National Register of Historic Places
For more than a century this has been the theater district, but in the eighteenth century this area of Washington Street was lined with wharves. In fact, Josiah Knapp’s wharf at the intersection of Washington and Stuart Streets was so close to the street that pedestrians complained about the bowsprits of his vessels obstructing the highway.
The first theaters were built near the 1852 Music Hall. Over the next decades a dozen theaters were built several blocks south on Tremont, Washington, and Boylston Streets. The district was so well identified and densely populated with theaters that there was a connecting network of underground passages and lobbies. In bad weather, patrons could walk from theater to theater without ever going out of doors. Boston’s many theaters attracted famed actors from England and the Continent to its stages.

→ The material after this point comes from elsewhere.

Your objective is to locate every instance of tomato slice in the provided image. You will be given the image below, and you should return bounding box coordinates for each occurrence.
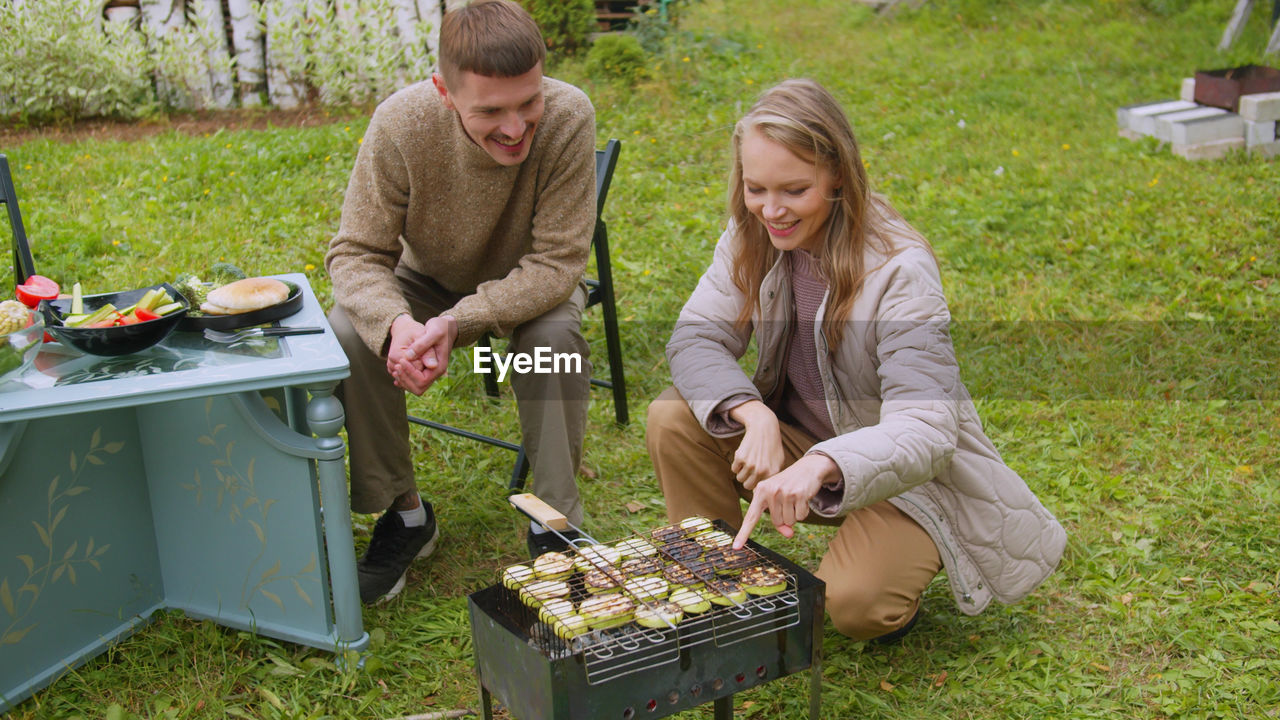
[15,275,60,308]
[133,308,161,322]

In 1900 there were thirty-one theaters in Boston with a total of 50,000 seats, but they were threatened by competition from coin-operated video machines, or “nickelodeons,” the forerunners of movies that launched the careers of Sam Goldwyn and the Warner brothers in Boston. The nickelodeon ultimately meant the demise of many theaters not only in Boston but also across the country. With the closing of theaters, Boston actors began the flight to Hollywood in the 1920s. Some legitimate theaters, such as the Majestic, Plymouth, and Copley, were turned into movie houses, and D. W. Griffith’s "Birth of a Nation" premiered in 1915 in the Tremont Theatre.
Today the district is active, with full seasons of plays, musicals, operas, and ballets on a number of historic stages. While New York City systematically demolished its best old theaters, Boston has cherished its architecturally significant collection of early theaters.